By the 15 through 21 sessions the therapist explained to Amal that poor studying will result in self-defeating and jeopardizes her future, and her life goals. So, she began to pay attention to her study and realized she must improve her grades to feel better at the end. This leaded her to define her goals in life more clearly and wrote them down. She began to ask her professors about some points in the courses that indicate improvement. She began to improve her relation with her mother in fact she was able to offer a gift and a hug to her mother on her birthday, which surprised her a lot. She started to build a little communication with her brothers and sisters.

Research findings prove that forgiveness is the first step and the most substantial one to achieve real self-healing and inner peace. Pain and unfair hurt of the heart will never diminish until forgiveness settles there and wipe it first. This is consistence with the emphasizing on forgiving each other in Quran and other Muslim's resources.

The findings of the present study support researches that mentioned the negative relation between depression and forgiveness. Our study conducted in Saudi Arabia which most of people are Muslims and try to obey Quran's orders. Emphasizing on forgiving each other in Quran and other Muslim's resources persist them in it.

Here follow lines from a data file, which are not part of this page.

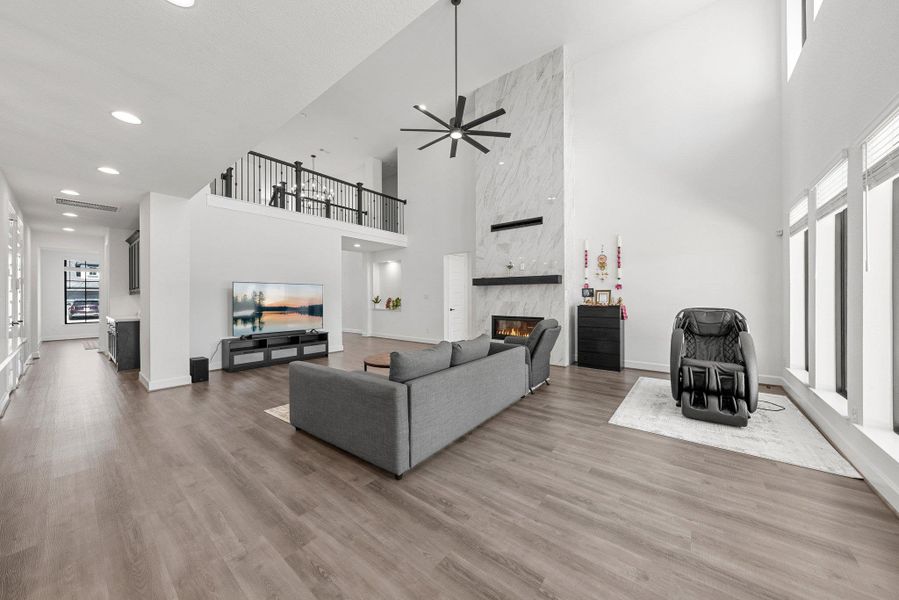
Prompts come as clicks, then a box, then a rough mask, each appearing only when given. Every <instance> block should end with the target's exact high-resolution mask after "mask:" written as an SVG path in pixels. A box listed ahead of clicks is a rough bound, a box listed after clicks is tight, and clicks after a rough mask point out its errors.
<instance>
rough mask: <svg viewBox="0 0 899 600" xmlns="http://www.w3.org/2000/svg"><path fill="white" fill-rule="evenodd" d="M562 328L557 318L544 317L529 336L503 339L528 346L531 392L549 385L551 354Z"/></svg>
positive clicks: (513, 337) (515, 337) (527, 358)
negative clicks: (539, 388) (550, 359)
mask: <svg viewBox="0 0 899 600" xmlns="http://www.w3.org/2000/svg"><path fill="white" fill-rule="evenodd" d="M561 332H562V328H561V327H560V326H559V322H558V321H556V320H555V319H543V320H542V321H540V322H539V323H537V324H536V325H535V326H534V329H533V330H531V334H530V335H529V336H527V337H523V336H519V335H510V336H509V337H507V338H506V339H504V340H503V341H504V342H505V343H506V344H514V345H516V346H524V347H525V348H527V351H528V352H527V363H528V387H529V388H530V389H531V393H534V390H535V389H537V388H538V387H540V386H541V385H543V384H544V383H545V384H547V385H549V355H550V353H551V352H552V349H553V346H555V345H556V340H557V339H559V334H560V333H561Z"/></svg>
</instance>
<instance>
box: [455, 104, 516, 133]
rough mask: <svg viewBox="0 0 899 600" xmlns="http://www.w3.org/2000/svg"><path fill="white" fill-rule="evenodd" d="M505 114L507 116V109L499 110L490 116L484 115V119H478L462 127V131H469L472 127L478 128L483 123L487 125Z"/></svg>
mask: <svg viewBox="0 0 899 600" xmlns="http://www.w3.org/2000/svg"><path fill="white" fill-rule="evenodd" d="M504 114H506V109H505V108H500V109H498V110H495V111H493V112H492V113H488V114H486V115H484V116H483V117H478V118H477V119H475V120H474V121H472V122H471V123H466V124H465V125H463V126H462V129H469V128H470V127H477V126H478V125H480V124H481V123H486V122H487V121H491V120H493V119H495V118H496V117H501V116H502V115H504Z"/></svg>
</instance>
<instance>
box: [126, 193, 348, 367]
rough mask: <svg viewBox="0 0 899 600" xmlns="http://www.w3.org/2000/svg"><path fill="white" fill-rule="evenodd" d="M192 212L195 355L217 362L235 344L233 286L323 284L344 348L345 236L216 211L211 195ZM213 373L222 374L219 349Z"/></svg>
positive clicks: (193, 206) (337, 330) (338, 350)
mask: <svg viewBox="0 0 899 600" xmlns="http://www.w3.org/2000/svg"><path fill="white" fill-rule="evenodd" d="M189 206H190V211H189V222H190V233H191V235H190V251H189V253H188V254H189V263H190V273H191V277H190V323H189V329H190V356H210V354H211V352H212V351H213V348H215V347H216V344H218V342H220V341H221V340H222V339H223V338H226V337H231V283H232V282H233V281H265V282H291V283H320V284H322V285H324V304H325V315H324V326H325V329H326V330H327V331H328V332H329V343H330V350H331V352H339V351H341V350H342V349H343V325H342V320H343V317H342V308H341V303H342V292H341V288H342V286H343V282H342V279H341V270H342V265H341V263H342V256H343V252H342V250H341V239H342V234H341V233H340V232H338V231H336V230H333V229H329V228H326V227H321V226H315V225H307V224H304V223H299V222H295V221H290V220H285V219H281V218H277V217H274V216H261V215H259V214H252V213H248V212H241V211H237V210H231V209H227V208H219V207H216V206H209V205H207V193H206V189H203V190H202V191H200V192H199V193H198V194H196V195H195V196H194V197H193V198H191V199H190V202H189ZM273 210H274V209H273ZM274 212H275V213H276V214H277V211H274ZM141 242H143V229H142V230H141ZM363 314H364V313H363ZM186 365H187V359H186V358H185V366H186ZM209 366H210V368H211V369H219V368H221V350H220V349H218V350H217V351H216V354H215V357H214V358H213V360H212V361H210V365H209Z"/></svg>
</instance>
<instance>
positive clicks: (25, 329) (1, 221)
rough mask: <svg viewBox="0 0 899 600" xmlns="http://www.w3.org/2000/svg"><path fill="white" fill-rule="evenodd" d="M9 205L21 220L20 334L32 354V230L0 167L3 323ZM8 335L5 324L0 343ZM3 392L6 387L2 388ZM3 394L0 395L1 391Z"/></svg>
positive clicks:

Comparing the forgiveness Mean in different cultures can help us to make newer interventions for forgiveness therapy
 
Follow up
After finishing treatment and tow month later, Amal has slowly developed a desire for respect, enhanced communication and a tendency for forgiving her parents and overcome the past experiences, therefore, she needed her parents to do the same too because she treated them with disrespect as a defense mechanism for their past abuse towards her. After the therapy ended, she faced some troubles with her parents because they also needed to change them selves in order for the therapy to succeed. With the help of the therapist, they were told that they should abandon all kinds of aggression toward their children in the future and that the element of respect is a must component within the family daily life along with safe environment. At the beginning they refused to meet the therapist and they disagreed with her, but later on they approved the therapy.

 Dealing with a case of child abuse which started at childhood and continued uncured till adulthood is very demanding because painful memories keep stressing the abused person consciously and subconsciously and no one can predict when bad feelings, depression and low self esteem could appear again even after the case have been improved significally. These negative feelings could raise again unexpectedly, after a crisis or a sudden deep shock or an embarrassing situation or even an attack from others towards her self. I think it could raise again every time she faces an un usual attack towards her self but due to the therapy she will try to enhance her communication, exercise her mental stability, practice self respect, attain personal demands, and sustain for her self good relations with others based on respect for all sides including her own.  She will be able gradually to get her self better reactions towards stressors of life because she started already doing so. The course of treatment included relaxation endeavors which contained within it lots of positive massages directed to the subconscious in contempt to deepen the therapy.